The devastation was enormous.
The devastation caused by "Little Boy" surpassed everything that American scientists, military personnel and politicians had expected. The nuclear explosion left behind death and destruction within an area of 13 square kilometers, or about five square miles. On August 6, there were about 350,000 people in the city, the country's eighth largest.

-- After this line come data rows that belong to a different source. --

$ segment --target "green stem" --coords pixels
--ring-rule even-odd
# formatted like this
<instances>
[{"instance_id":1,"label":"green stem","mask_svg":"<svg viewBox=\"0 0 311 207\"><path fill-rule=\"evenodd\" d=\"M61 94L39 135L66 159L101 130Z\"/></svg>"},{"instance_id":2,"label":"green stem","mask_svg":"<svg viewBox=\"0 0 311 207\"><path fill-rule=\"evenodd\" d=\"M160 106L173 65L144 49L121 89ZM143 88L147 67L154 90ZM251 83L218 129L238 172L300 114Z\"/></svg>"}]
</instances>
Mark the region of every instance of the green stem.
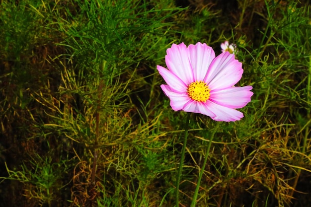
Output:
<instances>
[{"instance_id":1,"label":"green stem","mask_svg":"<svg viewBox=\"0 0 311 207\"><path fill-rule=\"evenodd\" d=\"M182 166L183 166L184 160L185 159L185 151L186 151L186 145L187 145L187 138L188 138L188 129L189 127L189 122L190 120L190 113L188 113L187 116L187 120L186 120L186 125L185 129L185 138L182 145L182 149L181 150L181 157L180 157L180 162L179 162L179 167L178 167L178 173L176 181L176 206L179 206L179 183L180 182L180 177L181 177L181 173L182 172Z\"/></svg>"},{"instance_id":2,"label":"green stem","mask_svg":"<svg viewBox=\"0 0 311 207\"><path fill-rule=\"evenodd\" d=\"M194 191L194 195L193 195L193 198L192 199L192 202L191 202L191 207L195 207L195 205L197 203L197 199L198 198L198 194L199 193L199 189L200 189L200 184L201 183L201 180L202 180L202 177L203 175L203 173L204 173L204 169L205 169L205 166L206 165L206 163L207 162L207 159L208 158L209 154L210 153L210 149L211 149L211 146L212 145L212 142L213 142L213 139L214 138L214 136L216 132L217 129L218 128L218 125L219 122L217 123L217 124L215 128L214 129L213 131L213 133L212 134L212 136L211 136L211 138L209 141L209 144L207 146L207 148L206 149L206 151L205 152L205 157L204 158L204 161L203 161L203 165L202 166L202 168L201 169L201 171L200 171L200 174L199 175L199 178L198 178L198 182L197 183L197 186L195 188L195 191Z\"/></svg>"}]
</instances>

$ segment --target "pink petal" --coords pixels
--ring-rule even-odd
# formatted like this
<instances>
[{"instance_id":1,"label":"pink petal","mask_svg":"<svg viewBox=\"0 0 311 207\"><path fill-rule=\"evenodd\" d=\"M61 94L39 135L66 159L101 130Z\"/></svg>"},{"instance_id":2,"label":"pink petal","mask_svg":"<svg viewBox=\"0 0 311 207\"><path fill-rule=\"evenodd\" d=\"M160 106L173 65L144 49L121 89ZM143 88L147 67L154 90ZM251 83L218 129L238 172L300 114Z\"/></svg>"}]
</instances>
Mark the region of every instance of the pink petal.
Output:
<instances>
[{"instance_id":1,"label":"pink petal","mask_svg":"<svg viewBox=\"0 0 311 207\"><path fill-rule=\"evenodd\" d=\"M213 101L208 101L206 102L209 109L215 114L211 118L215 121L223 122L234 122L238 121L243 117L243 114L235 109L221 106Z\"/></svg>"},{"instance_id":2,"label":"pink petal","mask_svg":"<svg viewBox=\"0 0 311 207\"><path fill-rule=\"evenodd\" d=\"M252 88L252 86L248 85L213 90L210 92L210 100L226 107L239 109L250 102L250 97L253 93L250 90Z\"/></svg>"},{"instance_id":3,"label":"pink petal","mask_svg":"<svg viewBox=\"0 0 311 207\"><path fill-rule=\"evenodd\" d=\"M172 91L180 93L187 91L187 85L171 71L160 66L156 66L156 69Z\"/></svg>"},{"instance_id":4,"label":"pink petal","mask_svg":"<svg viewBox=\"0 0 311 207\"><path fill-rule=\"evenodd\" d=\"M187 112L197 113L209 117L215 117L215 114L211 111L206 105L206 103L192 100L184 106L183 110Z\"/></svg>"},{"instance_id":5,"label":"pink petal","mask_svg":"<svg viewBox=\"0 0 311 207\"><path fill-rule=\"evenodd\" d=\"M188 47L189 56L194 75L195 80L203 80L207 72L209 66L215 58L213 48L206 43L198 42L195 45Z\"/></svg>"},{"instance_id":6,"label":"pink petal","mask_svg":"<svg viewBox=\"0 0 311 207\"><path fill-rule=\"evenodd\" d=\"M241 79L242 64L229 52L222 53L212 62L205 78L211 90L221 89L234 85Z\"/></svg>"},{"instance_id":7,"label":"pink petal","mask_svg":"<svg viewBox=\"0 0 311 207\"><path fill-rule=\"evenodd\" d=\"M183 43L173 44L166 50L165 63L168 69L186 85L194 81L193 71L188 56L187 46Z\"/></svg>"},{"instance_id":8,"label":"pink petal","mask_svg":"<svg viewBox=\"0 0 311 207\"><path fill-rule=\"evenodd\" d=\"M170 100L170 105L174 111L182 110L187 103L191 99L188 96L188 94L173 91L167 85L161 85L161 88L165 95Z\"/></svg>"}]
</instances>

By the end of 1945, about 140,000 of those had died -- in horror-inspiring ways. The first victims were essentially vaporized in the epicenter of the fireball, at temperatures of more than a million degrees centigrade, or burned to death in a wave of heat hot enough to scorch trees a dozen kilometers away. Still others were crushed by the debris from buildings collapsing as a result of the massive wave of pressure. Those at a somewhat greater distance from ground zero were killed by direct exposure to radiation. Many were poisoned when they drank the radioactive rain -- turned black by dust and debris -- that began falling about 20 minutes after the explosion. An Australian journalist visiting Hiroshima in September 1945 dubbed the disease he observed -- hair falling out, bodies covered in reddish-purple spots, victims dying of internal bleeding -- the "atomic plague."
Three days later the U.S. dropped another atomic bomb called "Fat Man" on Nagasaki.
The exact number of victims of Hiroshima and Nagasaki will never be known. What we do know is that thousands are still dying today from the delayed effects of malicious radiation....Even the children and grandchildren of the survivors of Hiroshima and Nagasaki will suffer the consequences of their parents' and grandparents' exposure to radiation. In many cases, their genetic material has been so severely damaged that they now suffer from leukemia, breast cancer and neurological disorders.
Here are some other sobering numbers:
More than 775,000 soldiers died in Napoleon's military campaigns between 1805 and 1815. One hundred years later, World War I claimed almost 15 million lives. Finally, Hitler's World War II sent 60 million people to their graves, including the victims of Hiroshima and Nagasaki.
The bomb was originally built with Germany in mind as the target.
One of the most astonishing finds in recent years is a document containing the minutes of a May 5, 1943 meeting of the high-ranking Military Policy Committee, whose members decided that dropping the atomic bomb over Germany would be too risky. The explosive device could turn out to be a dud, thereby unintentionally providing the Nazis with valuable information to use in developing their own bomb.
Fear of the German bomb has prompted the Americans to build their own. But instead of Germany, they set their sights on Hitler's ally in Asia.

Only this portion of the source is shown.